Linkcity has been named by Southwark Council as the developer of 700 new homes on the Tustin Estate on Old Kent Road.
The multi-million-pound scheme will include replacing all 200 existing council homes on the estate, plus an additional 220 council homes, 50 shared equity properties and a further 220 homes for sale, alongside a central park, several refurbishments and at least 1,800 sqm of commercial floorspace.
Construction will begin towards the end of 2022 and is planned to be completed in summer 2028.
“We are delighted to welcome Linkcity to the Tustin Estate and look forward to working with them and our residents to build quality new council homes,” said Cllr Stephanie Cryan, cabinet member for council homes and homelessness.
“Southwark has one of the most ambitious council house building programmes in the country and the work on Tustin Estate will not only help us reach our aim of providing new housing but also enhance the estate for current residents,” she added.
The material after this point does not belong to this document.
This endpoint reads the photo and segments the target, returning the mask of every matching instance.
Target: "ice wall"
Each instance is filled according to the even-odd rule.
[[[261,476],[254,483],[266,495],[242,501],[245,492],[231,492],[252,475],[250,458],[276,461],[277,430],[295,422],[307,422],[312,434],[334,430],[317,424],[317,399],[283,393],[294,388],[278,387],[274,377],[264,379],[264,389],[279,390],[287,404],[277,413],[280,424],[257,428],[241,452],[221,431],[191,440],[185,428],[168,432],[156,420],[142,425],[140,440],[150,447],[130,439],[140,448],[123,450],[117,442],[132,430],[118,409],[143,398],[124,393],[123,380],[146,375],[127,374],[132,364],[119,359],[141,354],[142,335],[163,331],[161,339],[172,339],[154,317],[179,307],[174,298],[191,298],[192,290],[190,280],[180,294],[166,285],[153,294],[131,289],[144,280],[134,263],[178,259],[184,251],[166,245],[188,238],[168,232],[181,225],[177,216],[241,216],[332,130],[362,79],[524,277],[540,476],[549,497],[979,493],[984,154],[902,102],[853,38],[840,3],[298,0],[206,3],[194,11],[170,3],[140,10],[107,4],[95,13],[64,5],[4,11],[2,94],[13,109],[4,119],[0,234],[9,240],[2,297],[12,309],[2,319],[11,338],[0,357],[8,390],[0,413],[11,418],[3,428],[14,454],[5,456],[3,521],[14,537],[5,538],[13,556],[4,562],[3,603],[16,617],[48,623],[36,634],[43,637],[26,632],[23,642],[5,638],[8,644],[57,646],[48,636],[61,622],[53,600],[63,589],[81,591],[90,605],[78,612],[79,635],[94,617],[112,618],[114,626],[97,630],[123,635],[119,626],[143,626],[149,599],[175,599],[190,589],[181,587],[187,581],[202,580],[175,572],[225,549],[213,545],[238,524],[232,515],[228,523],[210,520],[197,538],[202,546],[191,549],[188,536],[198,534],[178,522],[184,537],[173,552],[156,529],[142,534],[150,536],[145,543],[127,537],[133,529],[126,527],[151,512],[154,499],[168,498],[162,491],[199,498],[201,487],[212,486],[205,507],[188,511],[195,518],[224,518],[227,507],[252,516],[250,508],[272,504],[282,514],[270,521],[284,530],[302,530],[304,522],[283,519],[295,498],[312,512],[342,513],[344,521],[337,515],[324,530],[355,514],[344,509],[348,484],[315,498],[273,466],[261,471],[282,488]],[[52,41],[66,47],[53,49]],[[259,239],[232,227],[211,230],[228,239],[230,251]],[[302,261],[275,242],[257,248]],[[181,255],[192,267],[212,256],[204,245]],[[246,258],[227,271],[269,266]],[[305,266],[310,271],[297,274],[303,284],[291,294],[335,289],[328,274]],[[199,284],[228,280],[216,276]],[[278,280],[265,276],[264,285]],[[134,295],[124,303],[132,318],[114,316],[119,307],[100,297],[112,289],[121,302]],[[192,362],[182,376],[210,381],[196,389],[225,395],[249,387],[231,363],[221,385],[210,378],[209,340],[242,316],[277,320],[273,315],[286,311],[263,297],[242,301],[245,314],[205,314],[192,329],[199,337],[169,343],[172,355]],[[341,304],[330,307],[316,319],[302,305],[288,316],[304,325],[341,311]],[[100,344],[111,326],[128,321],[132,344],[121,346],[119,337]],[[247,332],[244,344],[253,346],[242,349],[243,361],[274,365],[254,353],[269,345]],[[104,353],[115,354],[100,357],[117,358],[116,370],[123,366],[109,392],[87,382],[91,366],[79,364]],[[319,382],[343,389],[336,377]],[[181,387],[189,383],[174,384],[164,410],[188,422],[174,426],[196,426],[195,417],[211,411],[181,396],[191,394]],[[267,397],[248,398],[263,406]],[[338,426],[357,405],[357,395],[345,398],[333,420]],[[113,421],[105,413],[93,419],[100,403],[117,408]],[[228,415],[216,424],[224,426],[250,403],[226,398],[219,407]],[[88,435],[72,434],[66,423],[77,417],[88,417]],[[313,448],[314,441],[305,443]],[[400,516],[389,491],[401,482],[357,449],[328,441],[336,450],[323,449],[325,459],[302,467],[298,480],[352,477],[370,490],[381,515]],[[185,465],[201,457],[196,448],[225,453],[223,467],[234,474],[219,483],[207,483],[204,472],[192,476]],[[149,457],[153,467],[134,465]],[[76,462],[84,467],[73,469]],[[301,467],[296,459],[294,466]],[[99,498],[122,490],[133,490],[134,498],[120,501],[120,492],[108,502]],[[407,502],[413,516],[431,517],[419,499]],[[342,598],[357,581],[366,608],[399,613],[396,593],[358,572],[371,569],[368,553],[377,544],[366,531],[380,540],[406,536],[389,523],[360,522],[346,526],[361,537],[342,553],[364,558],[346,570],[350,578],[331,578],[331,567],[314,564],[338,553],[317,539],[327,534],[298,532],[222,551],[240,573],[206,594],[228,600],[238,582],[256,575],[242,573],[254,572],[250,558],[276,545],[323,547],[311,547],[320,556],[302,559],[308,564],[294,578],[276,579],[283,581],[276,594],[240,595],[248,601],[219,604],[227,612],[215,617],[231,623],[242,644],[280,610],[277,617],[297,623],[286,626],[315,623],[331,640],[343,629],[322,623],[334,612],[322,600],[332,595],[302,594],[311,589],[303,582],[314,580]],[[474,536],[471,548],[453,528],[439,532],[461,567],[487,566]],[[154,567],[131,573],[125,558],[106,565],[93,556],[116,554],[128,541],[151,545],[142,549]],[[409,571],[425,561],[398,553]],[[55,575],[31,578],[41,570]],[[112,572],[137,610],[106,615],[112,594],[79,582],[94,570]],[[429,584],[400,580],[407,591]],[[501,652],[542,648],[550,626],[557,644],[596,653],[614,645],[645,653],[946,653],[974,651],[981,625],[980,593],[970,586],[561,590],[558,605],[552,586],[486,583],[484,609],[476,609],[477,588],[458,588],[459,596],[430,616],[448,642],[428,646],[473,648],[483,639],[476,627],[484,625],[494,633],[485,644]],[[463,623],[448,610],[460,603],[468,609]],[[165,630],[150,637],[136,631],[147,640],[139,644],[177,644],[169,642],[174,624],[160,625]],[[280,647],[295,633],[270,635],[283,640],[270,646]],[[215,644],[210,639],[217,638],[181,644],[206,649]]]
Linkcity will create around 200 new homes to rehouse current tenants of the estate in the initial phase of development.
A further 440 homes will be built over the next three years across two additional phases, with at least half of these designated as affordable housing.
Tom Jackson, development director at Linkcity said: “We’re delighted to be working in partnership with Southwark Council and the Tustin Estate residents to deliver the first project on Pagabo’s Developer Led Framework. It’s a great opportunity to provide social and economic value through local employment and education opportunities, as well as new homes for this thriving community.”
Linkcity, which is part of the French Bouygues Group, is behind several large-scale developments in London, such as Hounslow House in Newham, Westminster University Technical College and Canning Town’s Hallsville Quater.
Development of the Tustin Estate has been broadly supported by residents, who voted in favour of redeveloping the area by a large majority in 2020.
“There was extensive consultation and an independent vote was undertaken where residents had five different options to choose from, one of which was to refurbish each home. Only eight per cent of residents voted for the option to refurbish the homes,” said Cllr Cryan.
“There was then a final ballot on the option to demolish and replace the 202 homes and 87 per cent of residents voted for this,” she added.